The Mawbima Janatha Pakshaya (MJP; මව්බිම ජනතා පක්ෂය; தாய்நாடு ஜனதா கட்சி; lit. 'Motherland People's Party') is a political party in Sri Lanka, founded and led by media mogul, entrepreneur and lawyer Dilith Jayaweera. Former minister Roshan Ranasinghe serves as the party chairman. The party is a constituent member of the Sarvajana Balaya, a political alliance formed in 2024.

==History==
The party headquarters was inaugurated on 11 October 2023, at Park Avenue in Colombo 08. Dilith Jayaweera assumed leadership of the party, succeeding former MP Hemakumara Nanayakkara, who assumed the position of senior leader of the party. Ranjan Seneviratne is the party's General Secretary. Dr. Sarath Amunugama who was appointed as chairman resigned a few days after the party was created.

On 4 August 2024, MJP leader Dilith Jayaweera was announced as the presidential candidate of the Sarvajana Balaya in the 2024 Sri Lankan presidential election. The Sarvajana Balaya is a political alliance led by Jayaweera consisting of the Jathika Nidahas Peramuna, Pivithuru Hela Urumaya, Mawbima Janatha Pakshaya, the Democratic Left Front, the Communist Party of Sri Lanka and the Independent MP’s Forum. Jayaweera submitted nominations from the Communist Party to contest under the "star" symbol. Jayaweera finished in sixth place in the first round, winning 122,396 votes.
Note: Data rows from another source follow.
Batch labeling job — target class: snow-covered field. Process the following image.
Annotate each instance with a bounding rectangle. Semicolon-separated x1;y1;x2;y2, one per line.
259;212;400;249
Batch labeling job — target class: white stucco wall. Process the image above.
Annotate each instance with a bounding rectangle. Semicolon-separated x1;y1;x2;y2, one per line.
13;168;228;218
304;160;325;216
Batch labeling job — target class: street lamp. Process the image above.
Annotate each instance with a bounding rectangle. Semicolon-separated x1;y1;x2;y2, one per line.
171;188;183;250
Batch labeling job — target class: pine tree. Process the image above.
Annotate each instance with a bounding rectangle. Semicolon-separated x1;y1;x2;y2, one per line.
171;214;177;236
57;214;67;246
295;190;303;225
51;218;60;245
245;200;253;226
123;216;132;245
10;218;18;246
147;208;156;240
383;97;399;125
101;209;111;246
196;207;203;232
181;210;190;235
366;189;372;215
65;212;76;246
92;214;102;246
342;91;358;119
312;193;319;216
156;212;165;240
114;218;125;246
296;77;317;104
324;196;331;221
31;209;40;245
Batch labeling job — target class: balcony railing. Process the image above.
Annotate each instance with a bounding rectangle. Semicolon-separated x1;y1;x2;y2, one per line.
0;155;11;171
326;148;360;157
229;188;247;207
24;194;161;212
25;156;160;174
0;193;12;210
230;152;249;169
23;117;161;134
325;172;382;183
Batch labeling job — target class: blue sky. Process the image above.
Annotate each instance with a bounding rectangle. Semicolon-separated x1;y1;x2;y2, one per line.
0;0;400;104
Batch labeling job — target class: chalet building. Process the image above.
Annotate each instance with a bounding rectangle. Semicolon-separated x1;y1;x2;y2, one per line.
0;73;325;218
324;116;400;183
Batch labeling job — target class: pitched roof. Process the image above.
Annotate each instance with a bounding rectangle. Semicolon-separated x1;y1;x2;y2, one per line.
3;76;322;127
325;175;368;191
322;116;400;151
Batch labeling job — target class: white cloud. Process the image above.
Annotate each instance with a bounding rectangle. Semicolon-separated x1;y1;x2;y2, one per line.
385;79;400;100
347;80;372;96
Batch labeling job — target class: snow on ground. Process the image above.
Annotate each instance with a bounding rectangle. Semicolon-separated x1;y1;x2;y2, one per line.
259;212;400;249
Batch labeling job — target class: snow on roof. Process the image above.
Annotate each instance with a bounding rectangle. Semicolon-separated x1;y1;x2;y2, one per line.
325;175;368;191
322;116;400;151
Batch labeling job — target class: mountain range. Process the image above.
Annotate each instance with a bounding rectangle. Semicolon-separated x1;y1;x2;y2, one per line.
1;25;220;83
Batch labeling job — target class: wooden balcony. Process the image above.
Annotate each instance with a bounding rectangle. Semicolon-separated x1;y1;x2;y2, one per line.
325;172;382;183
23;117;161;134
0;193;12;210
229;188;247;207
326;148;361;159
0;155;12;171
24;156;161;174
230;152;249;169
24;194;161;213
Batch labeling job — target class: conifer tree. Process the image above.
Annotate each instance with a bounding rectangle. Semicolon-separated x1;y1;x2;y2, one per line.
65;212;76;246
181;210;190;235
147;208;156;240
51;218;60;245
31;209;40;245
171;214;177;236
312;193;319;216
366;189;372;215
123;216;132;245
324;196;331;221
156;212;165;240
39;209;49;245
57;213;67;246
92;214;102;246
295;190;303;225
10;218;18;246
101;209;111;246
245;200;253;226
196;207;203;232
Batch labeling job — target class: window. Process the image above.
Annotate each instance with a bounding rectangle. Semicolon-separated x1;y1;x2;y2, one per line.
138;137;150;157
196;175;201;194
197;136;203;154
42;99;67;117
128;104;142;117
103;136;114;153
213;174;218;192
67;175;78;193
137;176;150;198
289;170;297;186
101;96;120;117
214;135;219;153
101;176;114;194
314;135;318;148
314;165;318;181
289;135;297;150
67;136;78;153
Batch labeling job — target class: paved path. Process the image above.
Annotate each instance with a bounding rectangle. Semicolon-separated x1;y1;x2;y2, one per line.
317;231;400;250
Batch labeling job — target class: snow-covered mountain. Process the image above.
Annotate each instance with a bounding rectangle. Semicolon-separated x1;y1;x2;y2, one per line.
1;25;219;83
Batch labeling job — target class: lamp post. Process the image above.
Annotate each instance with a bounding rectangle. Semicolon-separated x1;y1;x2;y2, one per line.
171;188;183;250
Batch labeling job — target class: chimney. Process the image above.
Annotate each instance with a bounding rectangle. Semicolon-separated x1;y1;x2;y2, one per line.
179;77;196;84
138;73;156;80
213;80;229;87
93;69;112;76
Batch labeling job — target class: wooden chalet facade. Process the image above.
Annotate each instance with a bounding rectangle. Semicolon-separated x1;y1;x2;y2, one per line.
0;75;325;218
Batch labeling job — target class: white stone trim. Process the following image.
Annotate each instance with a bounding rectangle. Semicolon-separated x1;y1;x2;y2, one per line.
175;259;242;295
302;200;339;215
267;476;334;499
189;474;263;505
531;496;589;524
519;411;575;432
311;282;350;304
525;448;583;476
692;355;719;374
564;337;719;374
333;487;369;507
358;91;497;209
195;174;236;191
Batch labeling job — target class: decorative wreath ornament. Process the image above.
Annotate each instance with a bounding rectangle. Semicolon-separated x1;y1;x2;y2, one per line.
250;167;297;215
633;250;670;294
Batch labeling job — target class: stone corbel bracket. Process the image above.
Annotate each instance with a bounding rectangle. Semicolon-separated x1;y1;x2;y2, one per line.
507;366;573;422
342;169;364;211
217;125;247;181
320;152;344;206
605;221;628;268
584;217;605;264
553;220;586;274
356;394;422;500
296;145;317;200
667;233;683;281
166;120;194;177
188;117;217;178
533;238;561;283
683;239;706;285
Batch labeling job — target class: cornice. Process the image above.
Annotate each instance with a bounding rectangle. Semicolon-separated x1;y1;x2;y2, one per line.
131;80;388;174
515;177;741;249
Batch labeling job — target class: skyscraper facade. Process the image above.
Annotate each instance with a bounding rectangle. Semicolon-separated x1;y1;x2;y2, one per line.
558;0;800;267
The MJP contested in the 2024 parliamentary election as part of the Sarvajana Balaya, however the alliance failed to secure a single seat and only won one national list seat. The Sarvajana Balaya nominated Jayaweera as its national list MP.

==Ideology==
The MJP, according to Jayaweera, emphasises an entrepreneurial approach to address the nation's challenges. The party seeks to promote an entrepreneurial mindset, encouraging the youth to contribute to the nation's growth and attracting foreign income. Recognising historical challenges related to majoritarian nationalism, the MJP aims to bridge divides between communities.